Winery EBITDA Multiples: 3.0x–5.5x — What Buyers Pay (2026)

From wine club recurring revenue to owned vineyard real estate, here's how lower middle market wineries are priced in today's M&A market.

Lower middle market wineries ($1M–$5M revenue) typically trade at 3.0x–5.5x EBITDA. Valuation hinges on wine club membership size, real estate ownership, brand equity, and revenue diversification across tasting room, wholesale, and events. Owner dependency and vintage risk can compress multiples significantly.

Winery EBITDA Multiples (2026)

Practice SizeEBITDA RangeMultiple RangeNotes
Below Average$150K–$300K3.0x–3.5xHigh owner dependency, weak wine club, inconsistent financials, or compliance issues. Limited real estate. Buyer assumes significant operational and brand transition risk.
Average$300K–$500K3.5x–4.5xModerate wine club (200–400 members), some revenue diversification, leased or partially owned real estate. Seller willing to transition 6–12 months.
Above Average$500K–$800K4.5x–5.0xStrong wine club (500+ members), owned real estate with event venue, clean financials, documented winemaking processes, and diversified DTC and wholesale revenue.
Premium$800K–$1.2M+5.0x–5.5xAward-winning brand, 700+ wine club members, low churn, scenic owned property with events revenue, multi-state DTC shipping compliance fully documented and transferable.

Valuation Drivers — What Makes Your Multiple Higher or Lower

The spread between 3.5x and 6.5x is not random. These seven factors determine where your firm lands.

Wine Club Membership Size & Churn

High Positive

500+ active members with under 15% annual churn signals predictable recurring revenue. Buyers pay premium multiples for wine clubs generating $300K+ annually with documented membership data.

Real Estate Ownership

High Positive

Owned vineyard and tasting room property adds significant tangible asset value, supports SBA 7(a) financing, and creates event venue revenue.
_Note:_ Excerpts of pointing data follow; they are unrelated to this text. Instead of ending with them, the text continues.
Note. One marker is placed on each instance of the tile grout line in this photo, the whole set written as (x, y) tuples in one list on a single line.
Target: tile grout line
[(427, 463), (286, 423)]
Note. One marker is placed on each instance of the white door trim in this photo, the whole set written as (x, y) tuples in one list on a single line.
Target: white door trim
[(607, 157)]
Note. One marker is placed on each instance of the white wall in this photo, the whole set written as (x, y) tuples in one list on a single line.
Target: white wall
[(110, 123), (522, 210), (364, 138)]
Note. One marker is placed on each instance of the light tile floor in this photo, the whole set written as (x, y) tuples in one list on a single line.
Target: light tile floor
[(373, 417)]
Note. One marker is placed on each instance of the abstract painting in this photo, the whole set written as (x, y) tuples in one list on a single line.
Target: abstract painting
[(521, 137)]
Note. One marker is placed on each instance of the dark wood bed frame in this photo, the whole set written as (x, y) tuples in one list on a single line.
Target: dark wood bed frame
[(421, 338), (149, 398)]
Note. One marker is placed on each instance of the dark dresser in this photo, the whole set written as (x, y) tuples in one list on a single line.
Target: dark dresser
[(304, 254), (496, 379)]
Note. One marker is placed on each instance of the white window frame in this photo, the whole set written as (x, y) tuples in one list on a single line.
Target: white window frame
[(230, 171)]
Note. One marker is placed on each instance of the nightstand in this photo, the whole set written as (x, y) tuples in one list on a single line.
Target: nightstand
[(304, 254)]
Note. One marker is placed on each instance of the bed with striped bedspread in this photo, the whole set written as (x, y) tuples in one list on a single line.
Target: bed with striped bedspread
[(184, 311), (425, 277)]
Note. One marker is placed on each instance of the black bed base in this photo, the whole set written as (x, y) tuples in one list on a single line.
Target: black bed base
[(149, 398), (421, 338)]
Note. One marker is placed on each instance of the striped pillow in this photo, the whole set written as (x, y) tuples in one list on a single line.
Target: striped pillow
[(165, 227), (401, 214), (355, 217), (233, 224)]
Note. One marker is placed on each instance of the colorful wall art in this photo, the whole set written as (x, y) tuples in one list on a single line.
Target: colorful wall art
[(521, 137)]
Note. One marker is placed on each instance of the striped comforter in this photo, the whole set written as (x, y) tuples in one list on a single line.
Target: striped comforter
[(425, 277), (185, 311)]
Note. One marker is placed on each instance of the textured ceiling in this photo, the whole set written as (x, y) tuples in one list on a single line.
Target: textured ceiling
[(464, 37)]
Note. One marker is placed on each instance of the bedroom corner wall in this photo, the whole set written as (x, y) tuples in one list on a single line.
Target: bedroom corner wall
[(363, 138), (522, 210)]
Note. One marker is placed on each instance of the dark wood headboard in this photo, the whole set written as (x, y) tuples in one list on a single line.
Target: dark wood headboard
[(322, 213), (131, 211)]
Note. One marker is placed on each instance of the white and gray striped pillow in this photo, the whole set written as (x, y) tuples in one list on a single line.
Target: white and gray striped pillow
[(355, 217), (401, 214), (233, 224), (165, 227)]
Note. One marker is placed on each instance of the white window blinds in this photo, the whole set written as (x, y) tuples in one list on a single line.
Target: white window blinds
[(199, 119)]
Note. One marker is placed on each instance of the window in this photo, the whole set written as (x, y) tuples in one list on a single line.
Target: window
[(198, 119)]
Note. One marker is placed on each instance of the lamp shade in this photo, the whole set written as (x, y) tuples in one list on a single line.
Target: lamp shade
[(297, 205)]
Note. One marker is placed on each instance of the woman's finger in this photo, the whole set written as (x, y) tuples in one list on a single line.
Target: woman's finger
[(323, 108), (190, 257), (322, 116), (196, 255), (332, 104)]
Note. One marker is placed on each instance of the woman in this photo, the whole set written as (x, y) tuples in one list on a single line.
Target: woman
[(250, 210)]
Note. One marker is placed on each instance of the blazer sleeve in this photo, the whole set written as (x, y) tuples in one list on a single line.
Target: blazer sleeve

Leased property compresses multiples by 0.5x–1.0x.

Owner Dependency

High Negative

Founders doubling as head winemaker, brand ambassador, and top salesperson create transition risk. Buyers discount heavily without documented SOPs, a second winemaker, or structured seller earnout.

Revenue Diversification

Moderate Positive

Wineries balancing tasting room, wine club, wholesale, and private events command higher multiples. Over 60% revenue concentration in tasting room walk-ins signals fragility and lowers buyer confidence.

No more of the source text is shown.